Abraham Lincoln: Vampire Hunter

Abraham Lincoln: Vampire Hunter (Photo credit: KellBailey)

I’m currently nearing the end of the novel “Abraham Lincoln – Vampire Hunter” by Seth Grahame-Smith. It will be released as a major motion picture this summer. I was expecting to find a fun, creepy, and honestly, pretty corny story about things that could not possibly be true. I found something quite different than my expectation.

I found history.

That’s right, this is one thoroughly researched novel. Of course there is the one glaring mistruth – vampires. But aside from that, there is a portrait of the early to mid 1800s, a recounting of Lincoln’s life, his various moves in his younger years, his political rise, and his personal struggles (of course vampires weren’t actually the cause…). You learn and read things that rarely – if ever – grace the pages of school text books – snippets from the Lincoln Douglas debates, the date of the Emancipation Proclamation, the Gettysburg Address, and Lincoln’s Second Inaugural. You meet historical characters that most couldn’t identify today – George McClellan, Jefferson Davis, Robert E. Lee, Mary Surratt, and of course, John Wilkes Booth. (If you could identify 3 out of 5, you are doing quite well in modern America.) And you even catch a brief glimpse of a notable writer of the time – in an entirely fictional role – Edgar Allen Poe.

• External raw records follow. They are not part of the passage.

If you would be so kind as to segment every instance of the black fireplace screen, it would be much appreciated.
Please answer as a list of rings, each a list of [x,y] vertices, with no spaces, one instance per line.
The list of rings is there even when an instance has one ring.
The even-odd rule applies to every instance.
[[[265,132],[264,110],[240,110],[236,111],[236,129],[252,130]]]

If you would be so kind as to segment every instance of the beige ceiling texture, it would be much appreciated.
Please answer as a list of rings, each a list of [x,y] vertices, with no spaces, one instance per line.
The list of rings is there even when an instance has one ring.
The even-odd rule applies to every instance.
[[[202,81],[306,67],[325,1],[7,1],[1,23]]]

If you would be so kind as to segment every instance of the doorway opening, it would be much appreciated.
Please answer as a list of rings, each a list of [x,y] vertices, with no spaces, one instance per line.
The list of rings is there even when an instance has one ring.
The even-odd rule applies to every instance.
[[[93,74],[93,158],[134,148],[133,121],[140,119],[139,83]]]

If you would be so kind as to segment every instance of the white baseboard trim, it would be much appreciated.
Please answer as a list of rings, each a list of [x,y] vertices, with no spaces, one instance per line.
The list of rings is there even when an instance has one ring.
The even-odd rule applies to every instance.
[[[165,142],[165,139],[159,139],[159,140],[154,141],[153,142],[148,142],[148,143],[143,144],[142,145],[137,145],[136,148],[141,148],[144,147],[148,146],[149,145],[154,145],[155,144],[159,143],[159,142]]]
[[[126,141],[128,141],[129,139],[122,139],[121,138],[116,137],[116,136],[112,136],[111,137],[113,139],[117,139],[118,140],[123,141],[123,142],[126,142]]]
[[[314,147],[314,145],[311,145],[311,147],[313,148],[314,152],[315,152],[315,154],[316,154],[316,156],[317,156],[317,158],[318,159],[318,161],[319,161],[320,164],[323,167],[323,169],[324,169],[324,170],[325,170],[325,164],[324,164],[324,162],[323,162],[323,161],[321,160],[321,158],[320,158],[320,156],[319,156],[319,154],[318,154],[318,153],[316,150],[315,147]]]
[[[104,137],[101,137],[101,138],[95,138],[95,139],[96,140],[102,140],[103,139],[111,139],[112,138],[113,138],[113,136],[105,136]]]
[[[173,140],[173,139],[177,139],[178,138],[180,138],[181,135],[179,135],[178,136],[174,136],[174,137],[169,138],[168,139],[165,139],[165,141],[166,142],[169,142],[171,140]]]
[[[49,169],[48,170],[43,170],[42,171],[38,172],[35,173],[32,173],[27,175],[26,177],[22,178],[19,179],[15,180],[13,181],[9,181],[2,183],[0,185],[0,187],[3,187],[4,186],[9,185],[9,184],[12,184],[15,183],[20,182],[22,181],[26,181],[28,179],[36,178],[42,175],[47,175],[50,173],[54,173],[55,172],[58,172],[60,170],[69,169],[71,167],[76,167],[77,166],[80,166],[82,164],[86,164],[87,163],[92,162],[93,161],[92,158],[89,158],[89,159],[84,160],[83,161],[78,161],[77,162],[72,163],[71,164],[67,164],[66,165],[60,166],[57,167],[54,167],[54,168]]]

Seth Grahame-Smith has done something that millions of dollars in education spending and countless hours of class instruction have not been able to do. He has made history interesting to this generation. Put aside the vampire attacks, the fictional overlords of Southern society, and ignore the superhero-esque evolution of our 16th president. There are also real, hard facts about American History here. If you have to coat your broccoli with a dusting of sugar to get your kids to eat it, then I see nothing wrong with a vampire or two to get young people to read our country’s history. The important thing is for them to learn their history (or eat their broccoli, whatever the case).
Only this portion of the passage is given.